WARSAW, Poland — Poland and Lithuania used to be part of the same country, both suffered under Soviet occupation and are both members of the European Union. So they should be close allies. But a misbegotten Polish investment in a Lithuanian refinery — intended to cement that relationship — is driving them apart.
In 2006, PKN Orlen, Poland’s largest state-controlled oil company, spent $2.3 billion to buy the Mazeikiu refinery. The refinery was owned at the time by Yukos, the troubled Russian energy giant.
The Russian government was keen for one of its oil companies to take control of the refinery, which made the Lithuanians wary, and fed Polish ambitions of playing an important political role in the region.
The venture never made all that much commercial sense for the Poles, but then-President Lech Kaczynski, who was killed in an April plane crash, was keen on the deal. Kaczynski was intent on forming close ties with as many ex-Soviet republics as possible as a way of weakening Russia. The refinery would be the largest foreign investment in Lithuania and cement warm relations with the small Baltic state.
But the investment began to go wrong almost from the beginning. As the deal was closing, a fire devastated the refinery. Then the Russian Druzhba pipeline which supplies the refinery conveniently broke down — and has not yet re-opened. The refinery was built to process Russian crude and export it via a port on the Baltic Sea, but its business model was upended and now Mazeikiu has to process crude delivered by sea and rail, then send it back by the same route.
After paying a total of about $3.7 billion to take full control of the refinery and upgrade its technology, Orlen has been left with a facility that steadily loses money and an uncomfortably high level of debt.
To make matters worse, the Poles have run into a roadblock from the Lithuanians, who seem to be backtracking on their earlier eagerness to have a non-Russian investor in the refinery.

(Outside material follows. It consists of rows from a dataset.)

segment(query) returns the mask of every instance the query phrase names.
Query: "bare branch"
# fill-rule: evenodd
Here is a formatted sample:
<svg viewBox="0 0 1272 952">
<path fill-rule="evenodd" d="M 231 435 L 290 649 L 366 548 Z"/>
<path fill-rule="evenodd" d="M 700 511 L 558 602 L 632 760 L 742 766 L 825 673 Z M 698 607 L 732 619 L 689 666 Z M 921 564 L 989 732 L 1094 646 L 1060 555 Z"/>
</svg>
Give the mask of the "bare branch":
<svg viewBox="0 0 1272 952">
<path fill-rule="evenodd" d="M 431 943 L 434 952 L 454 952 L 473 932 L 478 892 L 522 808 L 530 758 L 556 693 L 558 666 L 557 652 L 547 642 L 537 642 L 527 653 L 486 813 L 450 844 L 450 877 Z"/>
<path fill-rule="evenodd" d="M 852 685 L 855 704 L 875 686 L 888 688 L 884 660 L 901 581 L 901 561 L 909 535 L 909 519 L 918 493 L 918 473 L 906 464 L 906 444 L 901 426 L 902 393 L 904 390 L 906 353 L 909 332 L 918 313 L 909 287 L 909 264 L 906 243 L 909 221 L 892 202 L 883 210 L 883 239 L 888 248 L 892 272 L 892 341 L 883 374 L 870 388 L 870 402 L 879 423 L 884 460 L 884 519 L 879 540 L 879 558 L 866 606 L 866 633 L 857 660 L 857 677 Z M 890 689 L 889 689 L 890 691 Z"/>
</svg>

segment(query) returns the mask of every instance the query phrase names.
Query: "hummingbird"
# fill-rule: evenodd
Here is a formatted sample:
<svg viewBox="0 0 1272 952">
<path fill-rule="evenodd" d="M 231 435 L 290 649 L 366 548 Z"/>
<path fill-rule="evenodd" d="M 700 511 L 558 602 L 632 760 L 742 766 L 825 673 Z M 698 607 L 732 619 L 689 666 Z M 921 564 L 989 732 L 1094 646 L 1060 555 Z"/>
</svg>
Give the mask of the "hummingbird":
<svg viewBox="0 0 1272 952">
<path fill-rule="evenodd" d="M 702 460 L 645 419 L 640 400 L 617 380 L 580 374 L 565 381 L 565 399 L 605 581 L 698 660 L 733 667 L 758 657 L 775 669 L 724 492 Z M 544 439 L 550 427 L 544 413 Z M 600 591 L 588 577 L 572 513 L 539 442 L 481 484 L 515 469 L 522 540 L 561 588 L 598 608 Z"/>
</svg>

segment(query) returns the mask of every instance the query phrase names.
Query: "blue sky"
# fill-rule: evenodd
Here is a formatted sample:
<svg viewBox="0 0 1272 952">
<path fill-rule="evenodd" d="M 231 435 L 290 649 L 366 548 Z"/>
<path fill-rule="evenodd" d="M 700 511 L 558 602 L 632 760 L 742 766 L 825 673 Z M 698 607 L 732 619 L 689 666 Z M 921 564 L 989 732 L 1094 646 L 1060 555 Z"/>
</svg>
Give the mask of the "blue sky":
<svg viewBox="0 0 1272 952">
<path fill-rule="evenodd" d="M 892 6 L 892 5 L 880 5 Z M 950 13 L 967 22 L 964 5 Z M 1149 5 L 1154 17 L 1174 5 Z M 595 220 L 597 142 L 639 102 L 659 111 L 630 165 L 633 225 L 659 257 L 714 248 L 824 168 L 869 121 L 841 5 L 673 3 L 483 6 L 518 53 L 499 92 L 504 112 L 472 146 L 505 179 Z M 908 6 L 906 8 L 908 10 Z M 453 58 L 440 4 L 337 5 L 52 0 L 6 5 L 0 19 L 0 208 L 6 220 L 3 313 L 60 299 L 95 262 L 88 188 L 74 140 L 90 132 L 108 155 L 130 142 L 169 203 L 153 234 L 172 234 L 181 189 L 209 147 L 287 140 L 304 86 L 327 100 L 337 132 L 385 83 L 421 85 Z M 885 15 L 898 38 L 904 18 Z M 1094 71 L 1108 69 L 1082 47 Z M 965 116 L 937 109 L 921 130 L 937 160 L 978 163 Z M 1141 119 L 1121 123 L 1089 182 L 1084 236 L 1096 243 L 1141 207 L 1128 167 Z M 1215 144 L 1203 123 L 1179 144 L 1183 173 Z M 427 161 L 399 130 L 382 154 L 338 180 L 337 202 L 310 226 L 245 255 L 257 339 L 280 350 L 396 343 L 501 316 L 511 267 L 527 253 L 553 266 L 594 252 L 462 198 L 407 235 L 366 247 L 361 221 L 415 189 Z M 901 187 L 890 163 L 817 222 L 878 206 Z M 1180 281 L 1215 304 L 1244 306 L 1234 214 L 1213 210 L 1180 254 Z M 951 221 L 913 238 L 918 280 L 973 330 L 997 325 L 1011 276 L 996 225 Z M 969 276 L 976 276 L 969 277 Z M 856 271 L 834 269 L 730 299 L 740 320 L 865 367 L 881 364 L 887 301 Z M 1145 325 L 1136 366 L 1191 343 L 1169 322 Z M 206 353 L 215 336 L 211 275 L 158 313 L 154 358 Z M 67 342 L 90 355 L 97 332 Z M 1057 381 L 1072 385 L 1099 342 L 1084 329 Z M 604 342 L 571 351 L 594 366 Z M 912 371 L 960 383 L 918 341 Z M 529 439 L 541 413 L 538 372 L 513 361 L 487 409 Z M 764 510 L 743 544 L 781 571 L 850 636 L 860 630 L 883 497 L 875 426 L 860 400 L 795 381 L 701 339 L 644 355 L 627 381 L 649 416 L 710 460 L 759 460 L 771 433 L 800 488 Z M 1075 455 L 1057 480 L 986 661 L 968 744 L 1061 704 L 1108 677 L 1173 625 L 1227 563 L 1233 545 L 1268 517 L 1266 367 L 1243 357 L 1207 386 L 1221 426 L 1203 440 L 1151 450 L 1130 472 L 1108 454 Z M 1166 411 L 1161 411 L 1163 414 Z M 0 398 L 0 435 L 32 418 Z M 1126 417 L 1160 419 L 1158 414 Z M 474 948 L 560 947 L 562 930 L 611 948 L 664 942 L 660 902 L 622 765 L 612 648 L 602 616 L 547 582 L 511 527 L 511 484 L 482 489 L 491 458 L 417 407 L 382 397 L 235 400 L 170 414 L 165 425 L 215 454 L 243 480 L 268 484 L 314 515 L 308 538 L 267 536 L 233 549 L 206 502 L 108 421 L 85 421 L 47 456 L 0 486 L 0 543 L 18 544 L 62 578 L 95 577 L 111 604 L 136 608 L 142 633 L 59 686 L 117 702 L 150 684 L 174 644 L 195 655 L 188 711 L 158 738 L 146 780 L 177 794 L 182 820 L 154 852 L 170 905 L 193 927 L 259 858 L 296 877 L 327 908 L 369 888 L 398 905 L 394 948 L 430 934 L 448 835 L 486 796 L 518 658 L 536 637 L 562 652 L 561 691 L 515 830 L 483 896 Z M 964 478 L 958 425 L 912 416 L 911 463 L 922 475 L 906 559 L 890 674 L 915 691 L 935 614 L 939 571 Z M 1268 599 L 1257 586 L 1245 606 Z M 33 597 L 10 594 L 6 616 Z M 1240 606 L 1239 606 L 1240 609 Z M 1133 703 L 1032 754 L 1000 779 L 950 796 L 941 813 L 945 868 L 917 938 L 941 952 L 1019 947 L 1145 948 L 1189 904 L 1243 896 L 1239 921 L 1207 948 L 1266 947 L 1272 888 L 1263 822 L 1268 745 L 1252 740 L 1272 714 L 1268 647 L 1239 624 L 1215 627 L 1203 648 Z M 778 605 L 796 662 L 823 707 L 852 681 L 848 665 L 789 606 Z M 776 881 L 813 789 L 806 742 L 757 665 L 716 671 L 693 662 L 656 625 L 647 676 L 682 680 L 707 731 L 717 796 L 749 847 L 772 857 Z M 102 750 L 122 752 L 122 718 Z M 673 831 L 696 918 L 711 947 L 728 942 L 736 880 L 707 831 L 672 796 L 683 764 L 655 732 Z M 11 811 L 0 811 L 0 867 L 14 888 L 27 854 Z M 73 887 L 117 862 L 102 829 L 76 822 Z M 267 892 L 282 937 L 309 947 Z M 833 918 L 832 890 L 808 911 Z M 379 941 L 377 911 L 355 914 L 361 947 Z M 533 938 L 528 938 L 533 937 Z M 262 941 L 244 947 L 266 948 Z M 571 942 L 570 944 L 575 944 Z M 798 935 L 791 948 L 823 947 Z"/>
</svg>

In order to secure access to the Baltic Sea, Orlen has asked to buy the oil terminal from the Lithuanian government, but it has refused, citing national security concerns. Without that assurance, the Poles will not build a 60-mile pipeline to the sea.
The Lithuanians are also dragging their feet on repairing a 12-mile stretch of railway that allows Orlen to export oil to neighboring Latvia. The Poles wanted the line fixed this year, but the Lithuanians will do it only in 2012, once they get funding from the European Union.
The Lithuanians argue that the tensions over the refinery are not harming relations. In a radio interview, Egidius Meilunas, the former Lithuanian ambassador in Warsaw, said that it is “untrue and unfair” to allege that Lithuania has been creating problems for Orlen. “We are more than paper allies,” he says.
But the Polish view is very different.
“This is how the 'strategic partnership' with Lithuania ends. I hope that few Polish politicians will repeat that phrase,” writes Jaroslaw Gizinski in an editorial in the Polish edition of Newsweek, adding that the refinery investment “has awakened an atavistic nationalism in Lithuanians which has incorporated all their views on Poland.”
Angry Polish officials also point to old irritants like Lithuania's refusal to allow the large Polish minority in their country to write their names using Polish rules of spelling, and the lack of progress in returning property confiscated from Poles under more than four decades of communism.
Historically the main foes of Lithuanian nationalists were Poles, not Russians. Although hundreds of thousands of Lithuanians were murdered when the Soviets invaded their country in 1940, the small country has traditionally felt a threat from Poland.
The two nations were joined into a single confederated state for centuries, before Poland-Lithuania was gobbled up by its neighbors in the late 18th century. Although they were partners in what for a time was Europe's largest country, modern Lithuanians feel that their ruling class lost their language and culture and became Polish. They are also angry over the period between the two world wars, when Vilnius, now their capital, was a Polish city.
The increasing friction over the refinery may well end up driving the Lithuanians back into the arms of the Russians. An exasperated Orlen recently hired Nomura, the investment bank, to look at options regarding Mazeikiu, which range from Orlen staying put, to the company selling a minority of its shares in the refinery, to simply selling the whole thing.
The likeliest buyers in the event of a sale would be one of the big Russian oil majors, and analysts expect that the Druzhba pipeline would very quickly come back on-stream if that were to happen. Sensing Orlen's weakness, the Russians are putting out signals that they are willing to pay as much as $1.5 billion for the refinery, which would leave Orlen facing an embarrassing loss — and ties between Lithuania and Poland in tatters.